I am intrigued to learn that the outcomes for these two groups of patients following percutaneous vertebroplasty were equivalent. In my experience over the last 12 years, patients with a true clinical presentation of Kummel’s disease are uncommon and get exceptionally good results from a percutaneous cement procedure. The effect is immediate, dramatic and durable, but the diagnosis is not a purely radiographic one.

Although the imaging findings may be as described by the authors, the patient who is likely to do extremely well with such a procedure is one with months of symptoms following a osteoporotic vertebral compression fracture. But, the devil is in the details of the history and dynamic imaging studies. The patient should be essentially symptom-free when at recumbent rest (an unloaded spine). Their pain returns immediately upon sitting up or standing. One should see a mobile cleft when comparing true lateral erect and supine plain radiographs.

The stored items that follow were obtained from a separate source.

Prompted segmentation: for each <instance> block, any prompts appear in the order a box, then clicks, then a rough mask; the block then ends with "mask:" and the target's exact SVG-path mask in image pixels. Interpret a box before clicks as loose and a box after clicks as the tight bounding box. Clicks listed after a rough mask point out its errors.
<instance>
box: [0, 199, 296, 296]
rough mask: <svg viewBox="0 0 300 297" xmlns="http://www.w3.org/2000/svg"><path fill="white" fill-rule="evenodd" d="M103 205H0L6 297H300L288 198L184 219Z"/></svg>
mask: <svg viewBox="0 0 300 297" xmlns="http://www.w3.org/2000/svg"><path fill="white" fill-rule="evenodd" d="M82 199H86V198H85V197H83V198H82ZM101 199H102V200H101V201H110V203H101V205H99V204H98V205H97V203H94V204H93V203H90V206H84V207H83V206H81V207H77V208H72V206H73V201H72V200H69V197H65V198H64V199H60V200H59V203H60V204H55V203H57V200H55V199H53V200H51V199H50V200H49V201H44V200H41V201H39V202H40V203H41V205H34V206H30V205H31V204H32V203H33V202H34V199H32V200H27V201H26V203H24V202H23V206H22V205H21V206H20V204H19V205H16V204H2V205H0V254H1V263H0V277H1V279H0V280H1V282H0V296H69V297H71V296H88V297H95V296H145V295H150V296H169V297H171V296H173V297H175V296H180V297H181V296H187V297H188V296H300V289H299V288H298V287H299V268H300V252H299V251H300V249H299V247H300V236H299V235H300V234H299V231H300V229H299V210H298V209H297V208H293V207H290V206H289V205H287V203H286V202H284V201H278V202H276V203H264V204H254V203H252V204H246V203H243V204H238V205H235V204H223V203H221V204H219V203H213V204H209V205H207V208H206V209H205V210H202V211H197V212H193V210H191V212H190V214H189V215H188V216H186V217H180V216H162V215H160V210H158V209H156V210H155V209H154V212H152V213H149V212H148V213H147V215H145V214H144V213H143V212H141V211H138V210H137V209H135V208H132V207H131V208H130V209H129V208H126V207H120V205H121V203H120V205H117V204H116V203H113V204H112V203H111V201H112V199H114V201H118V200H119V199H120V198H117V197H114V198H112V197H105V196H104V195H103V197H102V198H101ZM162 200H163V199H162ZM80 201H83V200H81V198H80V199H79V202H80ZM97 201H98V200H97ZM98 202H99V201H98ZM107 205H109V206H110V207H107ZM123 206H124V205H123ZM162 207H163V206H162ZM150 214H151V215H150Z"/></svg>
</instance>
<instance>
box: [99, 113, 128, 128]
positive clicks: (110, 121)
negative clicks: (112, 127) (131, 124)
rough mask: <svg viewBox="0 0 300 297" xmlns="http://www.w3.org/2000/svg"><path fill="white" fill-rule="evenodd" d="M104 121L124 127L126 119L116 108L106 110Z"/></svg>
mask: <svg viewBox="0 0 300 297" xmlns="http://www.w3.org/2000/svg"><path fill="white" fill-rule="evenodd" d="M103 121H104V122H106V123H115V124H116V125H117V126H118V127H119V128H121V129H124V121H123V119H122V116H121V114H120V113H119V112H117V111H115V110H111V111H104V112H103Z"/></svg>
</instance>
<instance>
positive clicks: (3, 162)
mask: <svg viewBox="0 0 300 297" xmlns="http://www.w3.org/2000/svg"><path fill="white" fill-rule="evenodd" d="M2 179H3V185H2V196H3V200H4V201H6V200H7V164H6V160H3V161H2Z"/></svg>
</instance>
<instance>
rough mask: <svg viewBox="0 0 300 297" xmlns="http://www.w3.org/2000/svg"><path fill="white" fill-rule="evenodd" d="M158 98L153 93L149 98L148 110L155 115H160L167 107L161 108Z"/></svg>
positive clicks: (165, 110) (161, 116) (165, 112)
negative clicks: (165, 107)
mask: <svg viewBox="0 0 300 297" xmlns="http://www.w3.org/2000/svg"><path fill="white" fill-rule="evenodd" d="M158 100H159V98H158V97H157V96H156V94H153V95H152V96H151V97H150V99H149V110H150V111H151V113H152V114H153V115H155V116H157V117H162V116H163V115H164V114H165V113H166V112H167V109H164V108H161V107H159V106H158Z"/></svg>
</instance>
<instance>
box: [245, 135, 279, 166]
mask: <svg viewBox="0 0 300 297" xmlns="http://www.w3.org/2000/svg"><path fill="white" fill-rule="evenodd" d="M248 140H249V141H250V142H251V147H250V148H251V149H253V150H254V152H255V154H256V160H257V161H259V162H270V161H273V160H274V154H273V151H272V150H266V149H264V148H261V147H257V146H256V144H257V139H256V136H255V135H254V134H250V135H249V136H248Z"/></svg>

The authors’ patient population appears to have been defined only on radiographic grounds, not these additional clinical characteristics. Thus, the difference between their results and what I have noted over time, may be due to the inclusion criteria that they established. Consider that they note about half of such fractures fit their inclusion criteria for IVCs, whereas I might see one patient per year that meets the clinical definition offered above.

— John G. Heller, MD
The Emory Spine Center Atlanta
Disclosure: Heller is a consultant to Medtronic.